Then, when they go online instead, make sure your website is so slow to navigate and difficult to load that they give up in disgust. If you're are really successful, they might just pass the news about your customer service to their friends, too.
As more customers get used to carrying out daily tasks like banking and shopping over the telephone and online, they are also becoming less forgiving of slow service and poorly designed telephone and computer systems.
Increasingly sophisticated technology is fuelling public expectations of what constitutes good service, says Andrew Cooper, the managing director of research company Populus. "People are getting more impatient and more time sensitive."
A survey commissioned by Cable and Wirelss and carried out by Populus last year found that nearly half the men questioned and more than a quarter of the women would wait no longer than three minutes online for a site to load or pages to come up. One-third of women and 40 per cent of men would hang up if they were kept waiting for more than three minutes on the phone. People kept waiting in queues for more than five minutes would give up.
Customers' pet hates in descending order were: automated answering services (press 1 to be kept waiting, Press 2 to be cut off...); telephone muzak; not knowing how long they might have to wait; counter staff carrying on casual conversations while serving customers; and slowness of internet connections.
"What this suggests is that if a company is able to establish leadership in offering quicker service, it will have a competitive advantage," says Mr Cooper.
The reverse is also true, says Annie Garthwaite of management consultancy CM Insight. "Customers are much better at exercising choice than they used to be. If a company is no good, they will change."
CM Insight specialises in advising companies how to set up and run customer contact centres. These are for many people the only point of contact with a company whose goods or services they are buying. Numbers of contact centres are growing by 14 per cent a year in the UK.
Ms Garthwaite says: "Companies' big mistake is to think of contact centres as a cost, a peripheral. But the contact centre is the primary interface of the business. You have people like First Direct who have spent lots of money on technology but make sure it works to support rather than frustrate the customer."
First Direct, part of high street giant HSBC, changed the face of banking in 1989 when it set up its 24-hour telephone banking service in Leeds. With no branch network, it communicates with customers entirely by telephone and, more recently, by internet and text message, all potentially risky as customers get more demanding.
But the bank scores consistently highly in customer satisfaction surveys for its speedy telephone response, friendly staff and efficient service. There is no automated phone service and customers usually speak after little delay to a member of staff who has access to all their different accounts.
Jonathan Etheridge, head of e-futures at First Direct, says: "Of course our approach costs more but it's a matter of how you treat customers. Some companies tend to treat contact with customers as an inconvenience.
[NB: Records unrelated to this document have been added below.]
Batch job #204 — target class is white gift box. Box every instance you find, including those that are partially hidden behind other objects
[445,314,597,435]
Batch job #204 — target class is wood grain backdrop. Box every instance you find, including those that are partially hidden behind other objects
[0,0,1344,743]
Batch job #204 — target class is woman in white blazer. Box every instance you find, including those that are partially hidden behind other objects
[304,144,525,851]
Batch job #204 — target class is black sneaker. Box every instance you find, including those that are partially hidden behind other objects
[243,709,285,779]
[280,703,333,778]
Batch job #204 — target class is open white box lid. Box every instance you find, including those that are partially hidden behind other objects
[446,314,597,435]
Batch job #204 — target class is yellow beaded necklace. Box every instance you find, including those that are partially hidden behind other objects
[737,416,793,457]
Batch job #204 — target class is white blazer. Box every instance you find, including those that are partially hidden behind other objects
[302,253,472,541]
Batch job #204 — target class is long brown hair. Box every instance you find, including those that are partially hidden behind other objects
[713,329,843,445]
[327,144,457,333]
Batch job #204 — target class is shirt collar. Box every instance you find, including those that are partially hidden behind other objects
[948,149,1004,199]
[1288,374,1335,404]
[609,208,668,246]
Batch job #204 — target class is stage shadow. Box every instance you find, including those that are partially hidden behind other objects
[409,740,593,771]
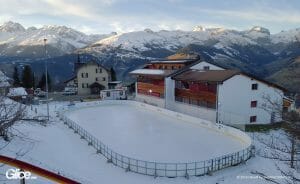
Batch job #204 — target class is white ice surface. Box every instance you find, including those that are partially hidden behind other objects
[67,104,247,162]
[0,102,299,184]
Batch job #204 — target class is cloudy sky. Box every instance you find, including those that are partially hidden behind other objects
[0,0,300,34]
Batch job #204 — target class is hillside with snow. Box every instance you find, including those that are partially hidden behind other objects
[0,22,300,91]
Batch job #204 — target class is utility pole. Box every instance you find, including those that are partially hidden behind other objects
[44,38,49,121]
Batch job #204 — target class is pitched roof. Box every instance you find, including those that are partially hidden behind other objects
[0,70,10,88]
[130,69,175,77]
[64,76,77,83]
[172,70,240,82]
[150,59,195,64]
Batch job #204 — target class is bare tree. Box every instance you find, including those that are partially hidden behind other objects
[257,91,300,184]
[0,96,25,140]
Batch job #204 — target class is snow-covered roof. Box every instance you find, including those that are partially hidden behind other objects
[151,59,191,63]
[7,87,27,97]
[130,69,174,76]
[0,70,10,88]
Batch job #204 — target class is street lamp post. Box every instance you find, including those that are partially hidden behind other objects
[44,38,49,121]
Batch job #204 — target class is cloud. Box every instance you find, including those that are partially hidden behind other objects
[0,0,300,34]
[198,9,300,23]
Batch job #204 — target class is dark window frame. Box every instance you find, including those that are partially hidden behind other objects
[250,100,257,108]
[251,83,258,90]
[250,116,257,123]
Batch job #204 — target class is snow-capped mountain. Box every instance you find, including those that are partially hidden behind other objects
[80,26,300,80]
[0,22,300,90]
[0,22,115,57]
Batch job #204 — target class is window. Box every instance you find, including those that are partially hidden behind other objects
[81,73,89,78]
[250,116,256,123]
[203,66,209,70]
[252,83,258,90]
[251,101,257,108]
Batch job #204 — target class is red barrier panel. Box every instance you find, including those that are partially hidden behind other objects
[0,155,79,184]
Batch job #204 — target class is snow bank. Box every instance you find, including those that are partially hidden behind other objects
[7,87,27,97]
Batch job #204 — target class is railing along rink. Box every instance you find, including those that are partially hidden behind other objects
[59,101,254,179]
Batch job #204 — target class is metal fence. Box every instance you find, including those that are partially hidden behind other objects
[60,109,254,178]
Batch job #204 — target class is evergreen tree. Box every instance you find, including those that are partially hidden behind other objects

But we made a decision to focus round the customer rather than what suits the company."
Other businesses have found out the hard way that they need to find out what customers want and deliver or risk losing them to rivals.
Some of Abbey National's two million telephone banking customers started to complain that it took too long to get through. The bank took on more staff, and after talking to customer focus groups, changed its automated telephone answering system. Abbey's Jane Reynolds says: "Some people were happpy with the options on the phone but others wanted to talk to a real person, so we put the option to speak to someone at the top of the list."
Faced with complaints about long queues in branches, Abbey changed staff shift patterns and installed telephones in branches so that people whose accounts were set up for telephone banking could use that service instead of queuing. It has revamped its website after complaints that it was difficult to navigate. "The aim is seamless service whether people bank online, by phone or in a branch," says Ms Reynolds.